Transferts horizontaux à haute fréquence chez les papillons
La génétique porte par définition sur l’hérédité, la transmission des caractères entre parents et descendants. Un phénomène vient pourtant perturber cette conception verticale : l’ADN peut occasionnellement sauter entre différente branches, parfois très éloignées, de l’arbre du vivant. A mesure que les données génomiques s’accumulent, il devient évident que ce phénomène touche non seulement les bactéries et les archées, où il était connu de longue date, mais également les eucaryotes, y compris les animaux, dont la lignée germinale était pourtant supposée étanche à tout matériel exogène. A partir du séquençage en masse des éléments transposables au sein d’une communauté insulaire d’insectes, une étude récemment publiée dans la revue PLoS Genetics révèle une haute fréquence des évènements de transferts horizontaux d’ADN chez les papillons. Elle implique le laboratoire de Biométrie Et Biologie Évolutive (LBBE - CNRS/Université Claude Bernard/Vetagro Sup) à Lyon, le laboratoire d’Écologie et Biologie des Interactions (EBI – Université de Poitiers/CNRS) à Poitiers, et le laboratoire Évolution, Génomes, Comportement, Écologie (EGCE – Université paris-Sud/CNRS/IRD) de Gif sur Yvette.
Les éléments transposables (des segments d’ADN qui envahissent les populations en produisant des copies d’eux-mêmes au sein des génomes) sont évidemment les candidats numéro 1 au transfert horizontal : leur mobilité inhérente au sein des génomes pourraient-elle les rendre invasifs à plus grande échelle ? En effet, les démonstrations de transfert horizontaux d’éléments transposables s’accumulent à grande vitesse ; l’heure est maintenant à quantifier et comprendre les mécanismes moléculaires et écologiques de ce phénomène plus qu’à en démontrer l’existence.
Dans une étude parue le 13 février 2019 dans Plos Genetics, des chercheur.e.s ont souhaité déterminer si les taux de transferts horizontaux se distribuaient de manière homogène au sein du grand arbre des arthropodes, et ce faisant, à identifier quels facteurs écologiques pourraient être impliqués.
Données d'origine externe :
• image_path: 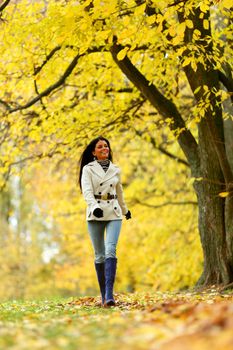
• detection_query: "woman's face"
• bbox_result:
[92,140,109,160]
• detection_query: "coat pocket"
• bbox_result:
[113,202,122,217]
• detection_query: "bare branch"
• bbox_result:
[133,199,197,209]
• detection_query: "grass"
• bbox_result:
[0,291,233,350]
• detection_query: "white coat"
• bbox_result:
[81,160,128,221]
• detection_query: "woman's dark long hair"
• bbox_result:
[78,136,112,191]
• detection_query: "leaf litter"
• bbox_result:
[0,289,233,350]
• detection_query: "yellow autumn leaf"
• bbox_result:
[203,19,209,30]
[185,19,193,29]
[117,47,129,61]
[218,192,230,198]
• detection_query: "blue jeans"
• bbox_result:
[87,220,122,264]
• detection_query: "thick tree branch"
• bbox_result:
[110,38,199,169]
[133,199,197,209]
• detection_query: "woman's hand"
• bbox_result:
[125,210,131,220]
[93,208,104,218]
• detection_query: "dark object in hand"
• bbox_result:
[93,208,104,218]
[125,210,131,220]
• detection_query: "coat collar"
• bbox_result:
[88,160,118,180]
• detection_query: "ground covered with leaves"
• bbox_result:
[0,290,233,350]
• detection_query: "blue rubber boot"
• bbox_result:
[104,258,117,306]
[95,263,105,305]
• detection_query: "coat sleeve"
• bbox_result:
[81,167,100,212]
[116,173,128,215]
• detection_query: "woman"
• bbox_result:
[79,137,131,306]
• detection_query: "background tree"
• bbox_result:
[0,0,233,292]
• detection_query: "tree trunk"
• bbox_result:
[194,120,233,286]
[110,4,233,286]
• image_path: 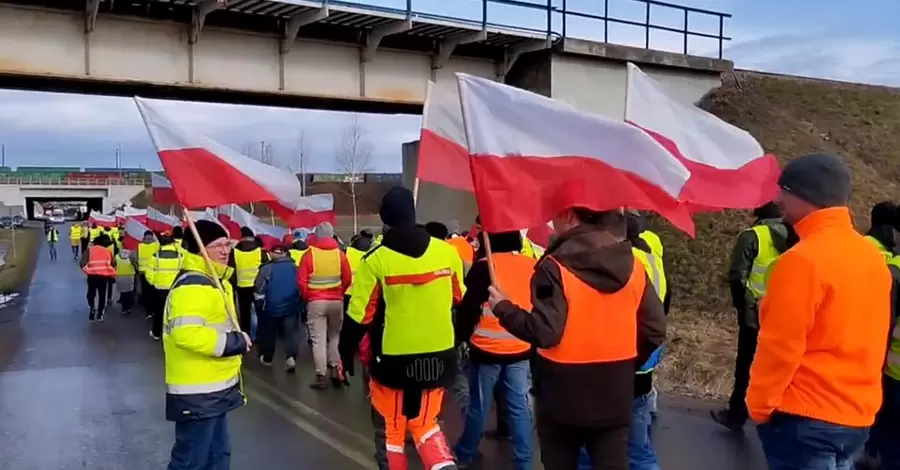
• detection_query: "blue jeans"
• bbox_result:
[454,361,533,470]
[756,412,869,470]
[578,392,659,470]
[168,414,231,470]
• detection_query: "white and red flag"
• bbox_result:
[122,219,150,251]
[625,63,781,210]
[457,74,694,235]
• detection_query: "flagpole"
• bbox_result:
[181,206,241,331]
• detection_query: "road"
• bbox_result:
[0,226,765,470]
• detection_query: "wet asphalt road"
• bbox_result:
[0,229,765,470]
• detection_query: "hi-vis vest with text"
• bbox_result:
[81,246,116,277]
[747,225,779,299]
[537,258,647,364]
[469,253,536,356]
[884,256,900,381]
[864,235,894,262]
[309,246,341,290]
[138,241,159,273]
[234,248,262,287]
[631,246,668,300]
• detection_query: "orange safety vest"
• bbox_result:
[537,257,647,364]
[81,245,116,277]
[447,237,475,265]
[469,253,536,356]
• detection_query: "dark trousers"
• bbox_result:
[728,326,759,424]
[236,287,253,335]
[168,415,231,470]
[87,276,112,315]
[256,315,300,362]
[537,416,628,470]
[150,287,169,338]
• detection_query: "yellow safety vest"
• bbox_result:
[288,248,308,268]
[864,235,894,262]
[638,230,663,259]
[163,253,246,402]
[747,225,780,299]
[138,241,159,273]
[347,240,465,356]
[116,252,134,277]
[234,248,262,287]
[631,246,668,300]
[146,245,181,290]
[309,247,341,290]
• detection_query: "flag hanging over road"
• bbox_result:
[625,63,781,210]
[457,74,694,235]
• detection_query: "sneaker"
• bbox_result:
[309,375,328,390]
[709,408,744,433]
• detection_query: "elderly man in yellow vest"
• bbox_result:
[297,222,353,390]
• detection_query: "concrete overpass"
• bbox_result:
[0,0,731,113]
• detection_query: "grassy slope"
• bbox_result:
[657,72,900,397]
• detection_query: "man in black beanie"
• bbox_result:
[339,187,465,470]
[163,220,251,470]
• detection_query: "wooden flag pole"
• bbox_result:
[181,206,241,331]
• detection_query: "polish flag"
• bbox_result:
[147,207,181,233]
[457,74,694,235]
[134,97,308,220]
[122,219,150,251]
[625,63,781,210]
[150,173,178,204]
[88,211,118,228]
[416,82,475,193]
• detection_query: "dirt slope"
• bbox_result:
[654,72,900,396]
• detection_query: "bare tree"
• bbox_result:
[335,115,373,233]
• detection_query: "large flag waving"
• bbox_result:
[416,82,474,192]
[625,63,781,210]
[457,74,694,235]
[134,97,305,218]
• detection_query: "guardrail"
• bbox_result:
[321,0,732,59]
[0,175,150,186]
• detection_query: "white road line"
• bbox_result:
[250,391,375,468]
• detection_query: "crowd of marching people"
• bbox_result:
[61,154,900,470]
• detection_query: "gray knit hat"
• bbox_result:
[778,153,850,208]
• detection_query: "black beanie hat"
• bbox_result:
[778,153,850,209]
[181,220,228,255]
[378,186,416,227]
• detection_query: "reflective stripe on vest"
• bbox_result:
[747,225,779,299]
[309,247,341,290]
[234,248,262,287]
[537,257,647,364]
[631,250,668,300]
[469,253,535,356]
[82,245,116,277]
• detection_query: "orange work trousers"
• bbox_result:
[369,380,456,470]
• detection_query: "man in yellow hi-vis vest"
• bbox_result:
[340,187,465,469]
[228,227,268,333]
[297,222,353,390]
[710,202,796,430]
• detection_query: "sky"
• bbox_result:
[0,0,900,172]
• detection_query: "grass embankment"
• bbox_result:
[655,72,900,398]
[0,228,43,293]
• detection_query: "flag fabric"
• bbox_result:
[134,97,306,220]
[122,219,150,251]
[146,207,181,233]
[457,74,694,235]
[416,82,475,192]
[88,211,118,228]
[150,173,178,204]
[625,63,781,210]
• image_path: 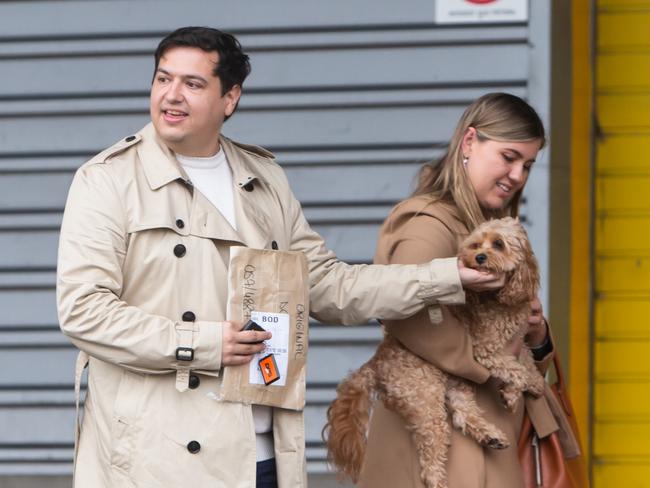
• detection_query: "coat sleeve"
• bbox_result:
[280,191,465,325]
[384,214,490,383]
[57,164,222,374]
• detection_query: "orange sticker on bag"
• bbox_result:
[257,354,280,386]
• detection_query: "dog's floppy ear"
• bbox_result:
[497,228,539,305]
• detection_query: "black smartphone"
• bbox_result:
[241,320,266,344]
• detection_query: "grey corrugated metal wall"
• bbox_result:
[0,0,550,476]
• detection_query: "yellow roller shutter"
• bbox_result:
[592,0,650,488]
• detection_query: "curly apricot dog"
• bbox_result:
[323,217,544,488]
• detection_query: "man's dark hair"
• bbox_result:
[154,27,251,95]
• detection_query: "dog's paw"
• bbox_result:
[485,436,510,449]
[500,390,521,412]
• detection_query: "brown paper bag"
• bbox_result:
[219,247,309,410]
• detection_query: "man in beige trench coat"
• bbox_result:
[57,28,499,488]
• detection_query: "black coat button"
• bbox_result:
[174,244,187,258]
[188,374,201,390]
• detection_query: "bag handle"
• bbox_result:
[553,351,573,417]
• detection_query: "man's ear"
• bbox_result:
[224,85,241,117]
[460,127,476,157]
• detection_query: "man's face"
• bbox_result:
[150,47,241,157]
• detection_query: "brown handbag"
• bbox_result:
[517,355,589,488]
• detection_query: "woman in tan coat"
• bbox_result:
[359,93,558,488]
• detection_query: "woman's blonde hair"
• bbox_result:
[414,93,546,230]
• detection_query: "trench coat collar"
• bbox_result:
[138,123,273,190]
[138,123,273,248]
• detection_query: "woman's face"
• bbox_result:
[462,127,541,210]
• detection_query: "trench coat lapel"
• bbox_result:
[221,137,272,249]
[138,124,271,248]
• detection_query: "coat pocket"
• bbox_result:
[110,370,145,471]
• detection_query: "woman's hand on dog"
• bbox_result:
[458,259,506,292]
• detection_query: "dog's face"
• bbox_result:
[458,217,539,304]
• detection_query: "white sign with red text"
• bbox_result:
[435,0,528,24]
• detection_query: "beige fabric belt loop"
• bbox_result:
[72,351,89,480]
[176,322,195,393]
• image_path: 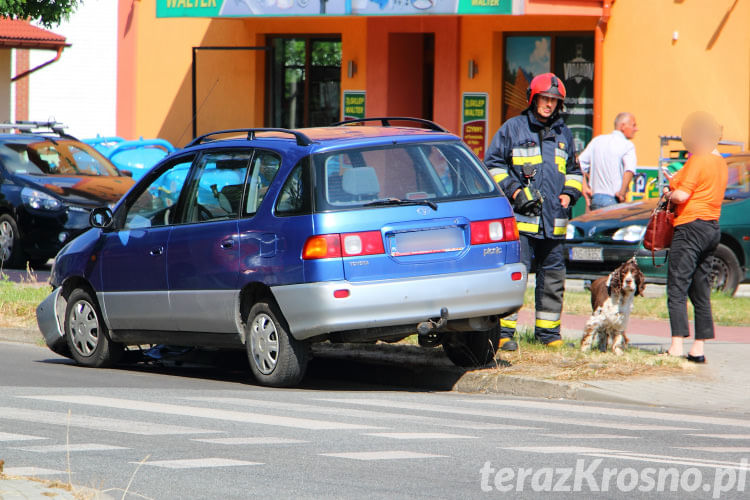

A partir de données génomiques de centaines d’espèces d’insectes et autres araignées, leurs analyses mettent en évidence un taux particulièrement élevé de transferts horizontaux chez les lépidoptères (les papillons au sens large) et ce quel que soit la biologie des éléments transposables considérés.
On sait par ailleurs que de larges virus à ADN (les baculovirus) peuvent incorporer les éléments transposables de leurs hôtes et donc en constituer des vecteurs. Ces virus s’attaquent principalement aux papillons, chez qui ils sont bien connus pour leurs spectaculaires « manipulations » qui poussent les insectes à des comportements aberrants facilitant la transmission virale. Reste à tester l’hypothèse qui découle naturellement de ces observations indépendantes : les baculovirus constituent-ils les principaux vecteurs d’éléments transposables chez les arthropodes, expliquant leur distribution à large échelle ?
Référence
Reiss, D, Mialdea, G, Miele, V, de Vienne, DM, Peccoud, J, Gilbert, C, Duret, L & Charlat, S. 2019. Global survey of mobile DNA horizontal transfer in arthropods reveals Lepidoptera as a prime hotspot. PLOS Genetics.